A região apresenta altitudes intermediárias, boa amplitude térmica e menor umidade em relação à Serra Gaúcha, oferecendo condições favoráveis para variedades tintas e brancas de ciclo mais longo.
Nos últimos anos, diversas vinícolas passaram a investir em vinhedos na região justamente pela regularidade climática e pelo potencial para produção de uvas de alta qualidade.
O papel do solo
Existe um mito bastante difundido de que o solo "transmite sabores" diretamente ao vinho.
Na realidade, sua influência ocorre de maneira indireta.
A profundidade, textura, drenagem, capacidade de retenção de água e disponibilidade de nutrientes afetam o desenvolvimento radicular da videira, seu vigor vegetativo e o equilíbrio entre folhas e frutos.
No Rio Grande do Sul predominam solos derivados de basalto na Serra Gaúcha, enquanto na Campanha Gaúcha são comuns solos sedimentares e graníticos, frequentemente mais profundos e com excelente drenagem.
Essas diferenças interferem no comportamento da planta e, consequentemente, na composição química das uvas.

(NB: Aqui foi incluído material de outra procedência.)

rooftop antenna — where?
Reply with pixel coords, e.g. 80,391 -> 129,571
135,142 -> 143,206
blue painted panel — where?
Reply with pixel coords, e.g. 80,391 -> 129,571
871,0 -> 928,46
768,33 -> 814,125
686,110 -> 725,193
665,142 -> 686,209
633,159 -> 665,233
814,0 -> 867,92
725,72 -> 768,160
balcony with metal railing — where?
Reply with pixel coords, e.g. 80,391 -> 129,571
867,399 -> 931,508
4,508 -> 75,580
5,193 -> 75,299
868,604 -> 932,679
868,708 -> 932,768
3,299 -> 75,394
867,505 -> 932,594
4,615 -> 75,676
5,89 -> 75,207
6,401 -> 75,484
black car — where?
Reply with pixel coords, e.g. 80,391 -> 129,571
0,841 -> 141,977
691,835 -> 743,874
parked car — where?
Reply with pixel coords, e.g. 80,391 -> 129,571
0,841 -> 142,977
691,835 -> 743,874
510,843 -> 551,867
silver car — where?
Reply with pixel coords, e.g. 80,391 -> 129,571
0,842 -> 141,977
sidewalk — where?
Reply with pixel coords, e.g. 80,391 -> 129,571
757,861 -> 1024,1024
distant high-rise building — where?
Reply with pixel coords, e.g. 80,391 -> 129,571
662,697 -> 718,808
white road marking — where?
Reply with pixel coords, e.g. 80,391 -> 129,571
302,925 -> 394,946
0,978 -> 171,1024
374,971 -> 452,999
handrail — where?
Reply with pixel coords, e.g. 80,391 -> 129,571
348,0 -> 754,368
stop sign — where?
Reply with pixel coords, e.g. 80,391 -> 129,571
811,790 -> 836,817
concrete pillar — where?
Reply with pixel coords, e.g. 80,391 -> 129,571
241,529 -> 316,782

O fator humano também faz parte do terroir
Nenhum terroir existe sem pessoas.
A imigração italiana iniciada no final do século XIX foi decisiva para a consolidação da vitivinicultura gaúcha.
Ao longo das décadas, produtores, agrônomos, pesquisadores e enólogos adaptaram variedades, porta-enxertos, sistemas de condução e práticas de manejo às condições brasileiras.
Esse conhecimento acumulado tornou possível transformar diferentes regiões do estado em referências nacionais e internacionais na produção de vinhos e espumantes.
Um terroir em constante evolução
O Rio Grande do Sul continua evoluindo.
Novas áreas de cultivo, avanços em pesquisa, estudos sobre indicações geográficas e a busca constante pela expressão da origem mostram que o conceito de terroir está longe de ser estático.
Cada safra oferece novas interpretações da mesma paisagem.
É justamente essa capacidade de unir natureza, técnica e identidade regional que faz dos vinhos gaúchos uma das expressões mais autênticas da vitivinicultura brasileira.
Referências
Organização Internacional da Vinha e do Vinho (OIV). Definição de terroir vitivinícola.
Embrapa Uva e Vinho. Indicações Geográficas de Vinhos do Brasil.
Embrapa Uva e Vinho. Altos de Pinto Bandeira.
Embrapa Uva e Vinho. Indicação de Procedência Campanha Gaúcha.
Tonietto, J.; Falcade, I. Campanha Gaúcha: Indicação Geográfica de Vinhos. Embrapa, 2026.